The judge said that, separately from any Article 8 right of Dr McNally's, it was necessary to consider the public interest in Dr McNally being able to continue in her important public role without being subject to conduct which undermines her ability to do so.

“For these purposes, at the summary judgment stage, I am willing to assume that there is a powerful public interest in Dr McNally remaining in post, particularly given the importance of her role to the Council's response to the pandemic. I also assume the accuracy of what Dr McNally has said about the impact of Mr Saunders' words on her.”

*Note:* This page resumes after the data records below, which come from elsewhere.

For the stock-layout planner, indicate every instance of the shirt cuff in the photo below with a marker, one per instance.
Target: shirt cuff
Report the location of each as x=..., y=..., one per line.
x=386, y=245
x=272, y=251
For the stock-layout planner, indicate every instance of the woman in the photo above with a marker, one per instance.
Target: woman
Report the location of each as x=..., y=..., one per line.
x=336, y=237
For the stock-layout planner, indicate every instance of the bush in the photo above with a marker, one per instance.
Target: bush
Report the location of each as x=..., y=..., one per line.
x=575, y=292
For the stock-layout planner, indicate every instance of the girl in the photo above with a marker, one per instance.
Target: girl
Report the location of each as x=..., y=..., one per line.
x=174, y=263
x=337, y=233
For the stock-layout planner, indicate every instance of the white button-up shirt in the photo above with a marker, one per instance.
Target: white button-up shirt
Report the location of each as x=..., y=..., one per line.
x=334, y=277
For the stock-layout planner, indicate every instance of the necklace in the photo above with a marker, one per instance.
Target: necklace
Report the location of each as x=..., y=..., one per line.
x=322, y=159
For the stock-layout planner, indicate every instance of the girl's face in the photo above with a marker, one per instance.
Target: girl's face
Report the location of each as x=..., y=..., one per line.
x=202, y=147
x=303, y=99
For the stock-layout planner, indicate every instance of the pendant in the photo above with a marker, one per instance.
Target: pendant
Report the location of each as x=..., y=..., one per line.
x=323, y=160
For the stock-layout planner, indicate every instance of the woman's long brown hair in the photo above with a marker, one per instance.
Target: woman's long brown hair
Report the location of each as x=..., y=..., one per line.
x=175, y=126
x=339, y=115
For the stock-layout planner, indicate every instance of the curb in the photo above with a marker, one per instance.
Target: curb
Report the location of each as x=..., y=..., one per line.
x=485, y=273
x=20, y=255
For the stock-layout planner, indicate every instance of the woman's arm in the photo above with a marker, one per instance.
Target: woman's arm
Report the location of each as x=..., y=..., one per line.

However, the judge said, “even so, these public interests are outweighed by Mr Saunders' Article 10 rights”. This was, given that:

(a) the complaint letters did not add materially to the course of conduct complained of;

(b) the course of conduct therefore involved, materially, publication to the world at large and, at least after Dr McNally had "blocked" him on Twitter, there was no evidence that Mr Saunders took steps to bring the posts or tweets to her attention;

(c) even though Mr Saunders' blog was not part of the "mainstream" or "conventional" media, the posts and tweets were "journalistic material" for the purposes of s. 2(4) of the HRA and attracted the enhanced protection given by Article 10 to journalistic expression;

(d) their puerile and abrasive tone and style did not disentitle them to that protection;

(e) their content was not, on its own, such as to make them oppressive or such as to make it unreasonable for Mr Saunders to publish them; and

(f) Dr McNally's Article 8 interests were either not engaged at all or the weight to be given to those interest was significantly diminished by her own decision to put her history of mental ill-health into the public domain.

Mr Justice Chamberlain concluded that this was one of those cases where – as in the Duchess of Sussex's case – the court ought to "grasp the nettle" at this stage. “In my judgment the claim has no real prospect of success.”

He therefore granted summary judgment for Mr Saunders under CPR r. 24.2.